C’est cet absurde galimatias de Platon (car il faut appeler les choses par leur nom) qui séduisit la Grèce. Il est vrai que ces ridicules raisonnements, qui n’ont pas même le frêle avantage d’être des sophismes, sont quelquefois embellis par de magnifiques images toutes poétiques ; mais l’imagination n’est pas la raison. Ce n’est pas assez de représenter Dieu arrangeant la matière éternelle par son logos, par son verbe ; ce n’est pas assez de faire sortir de ses mains des demi-dieux composés d’une matière très déliée, et de leur donner le pouvoir de former des hommes d’une matière plus épaisse ; ce n’est pas assez d’admettre dans le grand Dieu une espèce de trinité composé de Dieu, de son verbe, et du monde ; il poussa son roman jusqu’à dire qu’autrefois les âmes humaines avaient des ailes, que les corps des hommes avaient été doubles. Enfin, dans les dernières pages de sa République, il fit ressusciter Hérès pour conter des nouvelles de l’autre monde : mais il fallait donner quelques preuves de tout cela ; et c’est ce qu’il ne fit pas.

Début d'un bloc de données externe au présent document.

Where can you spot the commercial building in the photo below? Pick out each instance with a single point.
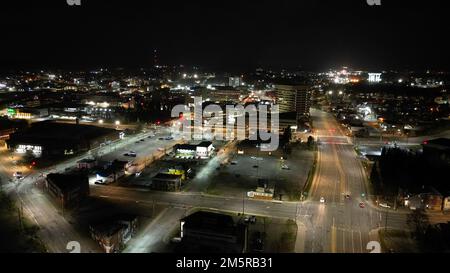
(204, 231)
(166, 182)
(111, 172)
(201, 150)
(68, 189)
(294, 98)
(58, 139)
(87, 163)
(28, 113)
(235, 81)
(113, 234)
(437, 151)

Aristote fut incomparablement plus sage ; il douta de ce qui n’était pas prouvé. S’il donna des règles du raisonnement, qu’on trouve aujourd’hui trop scolastiques, c’est qu’il n’avait pas pour auditeurs et pour lecteurs un Montaigne, un Charron, un Bacon, un Hobbes, un Locke, un Shaftesbury, un Bolingbroke, et les bons philosophes de nos jours. Il fallait démonter, par une méthode sûre, le faux des sophismes de Platon, qui supposait toujours ce qui est en question. Il était nécessaire d’enseigner à confondre des gens qui vous disaient franchement : « Le vivant vient du mort, donc les âmes sont dans les enfers. » Cependant le style de Platon prévalut, quoique ce style de prose poétique ne convienne point du tout à la philosophie. En vain Démocrite et ensuite Epicure combattirent les systèmes de Platon ; ce qu’il y avait de plus sublime dans son roman de l’âme fut applaudit presque généralement ; et lorsque Alexandrie fut bâtie, les Grecs qui vinrent l’habiter furent tous platoniciens.
Les Juifs, sujets d’Alexandre, comme ils l’avaient été des rois de Perse, obtinrent de ce conquérant la permission de s’établir dans la ville nouvelle dont il jeta les fondements et d’y exercer leur métier de courtiers, auquel ils s’étaient accoutumés depuis leur esclavage dans le royaume de Babylone. Il y eut une transmigration de Juifs en Egypte, sous la dynastie des Ptolémées, aussi nombreuse que celle qui s’était faite vers Babylone. Ils bâtirent quelques temples dans le Delta, dans la ville d’Héliopolis, malgré la superstition de leurs pères, qui s’étaient persuadés que le Dieu des Juifs ne pouvait être adoré que dans Jérusalem.
Alors le système de Platon, que les Alexandrins adoptèrent, fut reçu avidement de plusieurs Juifs égyptiens qui le communiquèrent aux Juifs de la Palestine.